Let $X$ and $Y$ denote symmetric real matrices of the same fixed size. Let $\|\cdot\|$ denote a submultiplicative matrix norm. (For concreteness, let $\|\cdot\|$ be the Frobenius norm, but I am interested in other norms too.)
Define $$f(X) = \sup_Y \|e^{X+Y}e^{-Y}-I\|$$ and $$g(X)=\inf_Y \|e^{X+Y}e^{-Y}-I\|.$$
Trivially, $0 \le g(X) \le \|e^X-I\| \le f(X)$. The question is to prove nontrivial bounds. Specific questions:
- Is $f(X)$ finite?
- Is $g(X)$ nonzero?
- Is $f(X) = \Theta(\|X\|)$ as $\|X\|\to0$?

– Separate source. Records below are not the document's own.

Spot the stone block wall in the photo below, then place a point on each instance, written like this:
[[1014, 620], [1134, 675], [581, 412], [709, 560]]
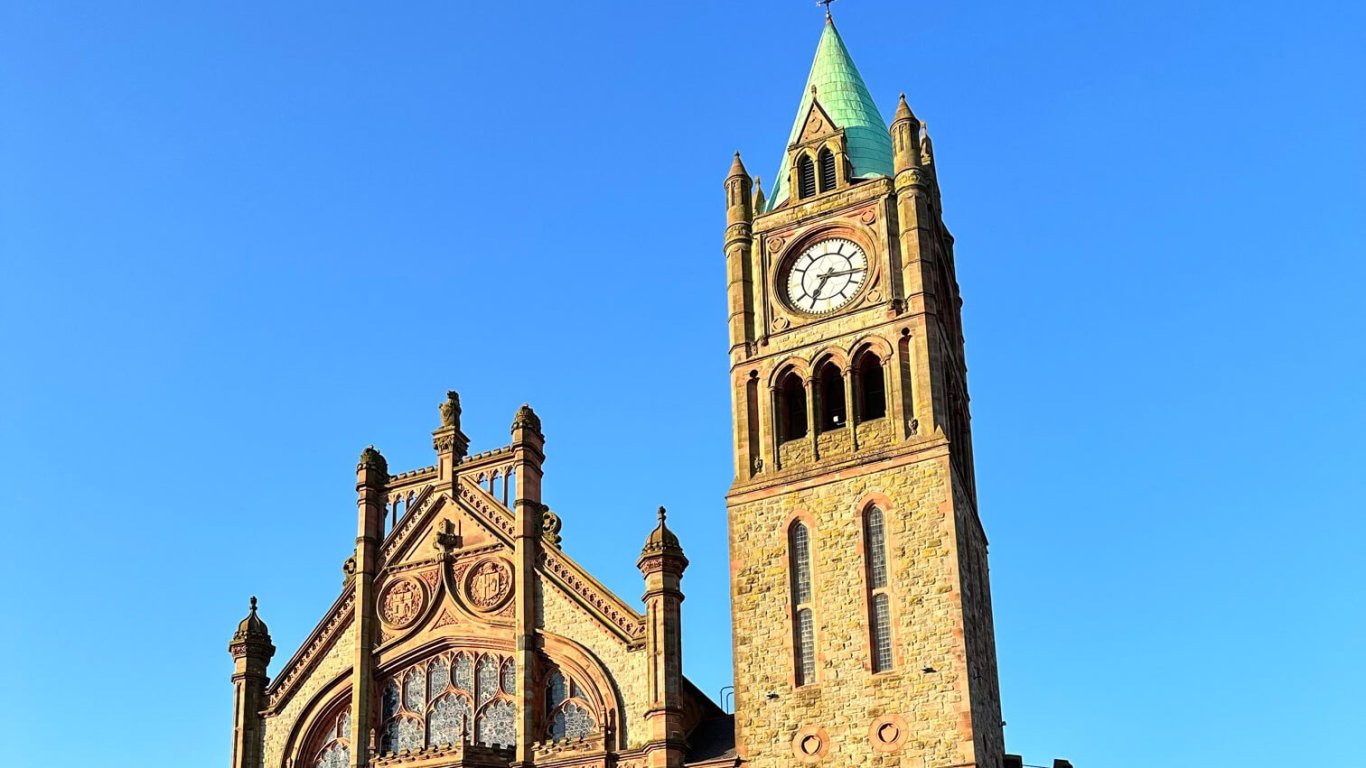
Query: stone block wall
[[848, 707]]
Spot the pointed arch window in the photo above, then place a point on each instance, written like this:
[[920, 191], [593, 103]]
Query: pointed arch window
[[791, 406], [833, 413], [443, 700], [879, 601], [828, 176], [805, 176], [567, 709], [803, 621], [872, 388], [336, 744]]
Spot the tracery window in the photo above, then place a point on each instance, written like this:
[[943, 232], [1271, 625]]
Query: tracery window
[[440, 700], [880, 611], [336, 744], [567, 709], [803, 622]]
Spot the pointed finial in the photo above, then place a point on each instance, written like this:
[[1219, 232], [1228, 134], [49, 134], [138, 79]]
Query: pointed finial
[[738, 167], [903, 111]]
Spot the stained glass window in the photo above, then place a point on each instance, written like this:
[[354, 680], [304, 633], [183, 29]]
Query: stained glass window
[[447, 720], [805, 647], [803, 632], [880, 611], [556, 690], [437, 675], [414, 690], [333, 756], [571, 722], [497, 724], [463, 673], [876, 550], [486, 671], [801, 565], [403, 733], [881, 633], [389, 705]]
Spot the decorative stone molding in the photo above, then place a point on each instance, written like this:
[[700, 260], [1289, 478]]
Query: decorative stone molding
[[318, 642], [627, 622]]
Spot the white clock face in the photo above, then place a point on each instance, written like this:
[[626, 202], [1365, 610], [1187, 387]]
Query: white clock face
[[825, 276]]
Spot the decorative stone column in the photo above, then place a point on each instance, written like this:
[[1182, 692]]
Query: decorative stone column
[[527, 455], [663, 563], [372, 478], [252, 652]]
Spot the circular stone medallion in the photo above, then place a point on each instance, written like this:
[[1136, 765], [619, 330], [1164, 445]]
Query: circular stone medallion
[[489, 584], [402, 603]]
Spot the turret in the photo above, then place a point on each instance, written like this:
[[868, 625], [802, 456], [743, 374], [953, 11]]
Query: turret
[[739, 269], [252, 652], [372, 478], [906, 138], [527, 455], [663, 563]]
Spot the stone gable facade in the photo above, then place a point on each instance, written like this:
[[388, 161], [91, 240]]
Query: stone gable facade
[[861, 599]]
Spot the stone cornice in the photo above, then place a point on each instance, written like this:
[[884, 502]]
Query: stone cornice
[[317, 644]]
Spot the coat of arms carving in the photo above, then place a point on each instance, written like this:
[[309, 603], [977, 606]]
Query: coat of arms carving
[[488, 584], [402, 603]]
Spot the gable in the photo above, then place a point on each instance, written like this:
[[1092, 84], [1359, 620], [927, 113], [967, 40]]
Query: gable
[[818, 125]]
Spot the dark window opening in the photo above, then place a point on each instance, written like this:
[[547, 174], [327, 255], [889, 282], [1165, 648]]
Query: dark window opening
[[827, 170], [805, 178], [872, 388], [791, 406], [832, 398]]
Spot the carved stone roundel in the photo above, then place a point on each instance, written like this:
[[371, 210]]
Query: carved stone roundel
[[402, 603], [489, 584]]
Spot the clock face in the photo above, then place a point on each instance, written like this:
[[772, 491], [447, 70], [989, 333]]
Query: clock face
[[825, 276]]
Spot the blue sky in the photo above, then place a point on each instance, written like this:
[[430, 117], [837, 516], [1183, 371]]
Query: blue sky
[[242, 241]]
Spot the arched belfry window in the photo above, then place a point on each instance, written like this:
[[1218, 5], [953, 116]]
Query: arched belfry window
[[803, 622], [872, 388], [879, 603], [791, 406], [833, 414], [828, 176], [805, 176]]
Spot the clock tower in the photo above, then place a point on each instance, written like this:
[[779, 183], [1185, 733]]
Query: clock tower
[[861, 601]]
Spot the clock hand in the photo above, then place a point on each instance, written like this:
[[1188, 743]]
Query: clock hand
[[821, 284]]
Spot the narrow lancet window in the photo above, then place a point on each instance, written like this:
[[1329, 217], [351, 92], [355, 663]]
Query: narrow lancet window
[[880, 611], [872, 386], [805, 178], [803, 623], [832, 398], [828, 176], [791, 407]]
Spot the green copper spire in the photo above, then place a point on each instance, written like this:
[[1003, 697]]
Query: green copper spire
[[847, 101]]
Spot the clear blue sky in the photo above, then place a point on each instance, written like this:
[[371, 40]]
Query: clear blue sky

- Is $g(X) = \Theta(\|X\|)$ as $\|X\|\to0$?
- Is there a simple closed form expression for $f(X)$ or $g(X)$?
Note that $\|e^X-I\|=\Theta(\|X\|)$ as $\|X\|\to0$.

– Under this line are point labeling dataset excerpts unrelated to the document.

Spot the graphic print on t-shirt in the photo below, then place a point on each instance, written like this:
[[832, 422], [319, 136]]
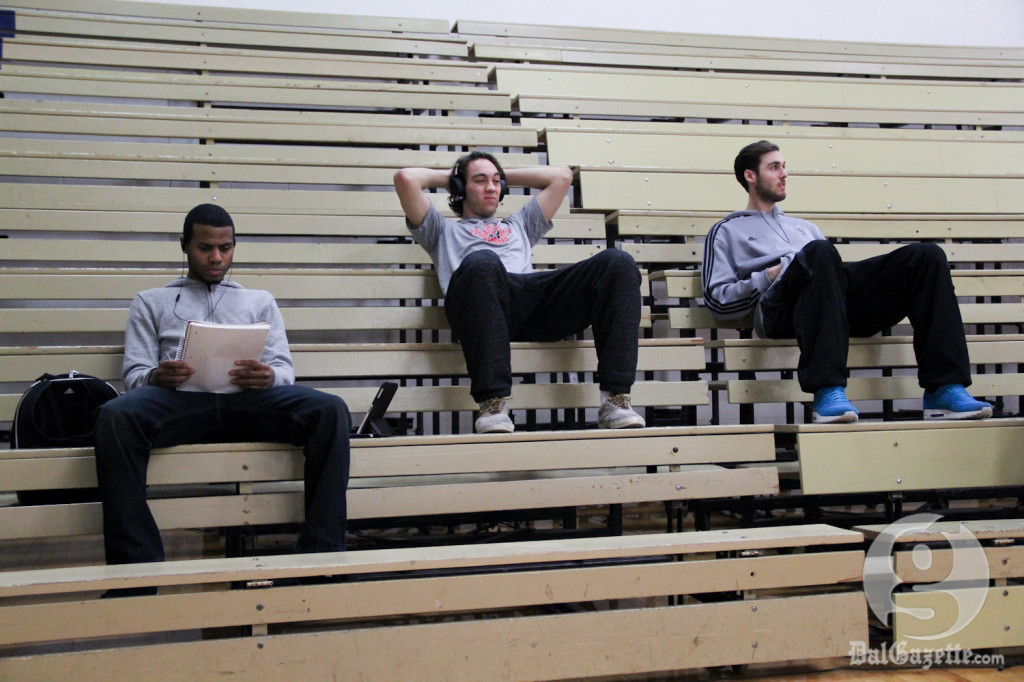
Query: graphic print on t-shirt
[[496, 232]]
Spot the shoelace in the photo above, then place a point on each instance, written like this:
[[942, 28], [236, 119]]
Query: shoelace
[[494, 406], [830, 398], [620, 400]]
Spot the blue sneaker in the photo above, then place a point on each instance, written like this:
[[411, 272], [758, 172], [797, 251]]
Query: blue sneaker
[[830, 407], [952, 401]]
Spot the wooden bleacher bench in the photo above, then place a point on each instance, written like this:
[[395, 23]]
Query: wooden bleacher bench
[[765, 48], [578, 91], [278, 117], [988, 551], [870, 190], [752, 596], [253, 29]]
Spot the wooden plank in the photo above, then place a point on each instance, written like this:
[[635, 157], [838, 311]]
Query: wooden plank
[[835, 93], [649, 151], [171, 200], [866, 388], [638, 224], [320, 253], [406, 456], [394, 359], [531, 104], [313, 39], [691, 254], [224, 59], [761, 355], [287, 284], [216, 156], [457, 398], [931, 456], [544, 647], [883, 195], [413, 559], [116, 119], [430, 596], [293, 91], [278, 18], [571, 34], [998, 624], [272, 508], [1004, 562], [936, 531], [779, 133], [725, 60]]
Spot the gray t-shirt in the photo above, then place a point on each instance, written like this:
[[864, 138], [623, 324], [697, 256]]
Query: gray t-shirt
[[449, 241]]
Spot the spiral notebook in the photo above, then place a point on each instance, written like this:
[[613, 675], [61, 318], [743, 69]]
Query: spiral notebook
[[211, 349]]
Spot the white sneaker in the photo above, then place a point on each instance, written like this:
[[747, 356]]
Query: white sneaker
[[494, 417], [616, 413]]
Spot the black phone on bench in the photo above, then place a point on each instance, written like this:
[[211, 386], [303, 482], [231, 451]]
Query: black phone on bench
[[373, 423]]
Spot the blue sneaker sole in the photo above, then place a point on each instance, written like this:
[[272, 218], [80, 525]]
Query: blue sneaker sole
[[984, 413]]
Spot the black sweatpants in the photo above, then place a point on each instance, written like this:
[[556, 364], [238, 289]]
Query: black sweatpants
[[821, 302], [487, 307]]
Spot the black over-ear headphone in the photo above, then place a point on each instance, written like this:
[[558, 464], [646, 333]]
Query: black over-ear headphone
[[457, 185]]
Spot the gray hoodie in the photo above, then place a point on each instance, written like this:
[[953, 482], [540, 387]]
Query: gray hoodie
[[738, 250], [157, 321]]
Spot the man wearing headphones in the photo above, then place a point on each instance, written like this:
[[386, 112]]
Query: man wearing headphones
[[493, 296], [267, 407]]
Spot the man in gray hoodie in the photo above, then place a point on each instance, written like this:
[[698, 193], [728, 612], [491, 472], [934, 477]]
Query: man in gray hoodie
[[783, 271], [269, 407]]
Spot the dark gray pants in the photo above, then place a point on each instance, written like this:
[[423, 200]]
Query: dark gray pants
[[487, 307], [821, 302]]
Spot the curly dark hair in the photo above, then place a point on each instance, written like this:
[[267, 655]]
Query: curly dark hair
[[459, 177]]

The reason I'm asking this question is that I want to have some understanding of how "smooth" the matrix exponential is.
A related bound is $\|e^{X+Y}-e^Y\| \le \|X\|e^{\|X\|+\|Y\|}$ and, more generally, $\|e^X-e^Y\| \le \|X-Y\| e^{\max\{\|X\|,\|Y\|\}}$.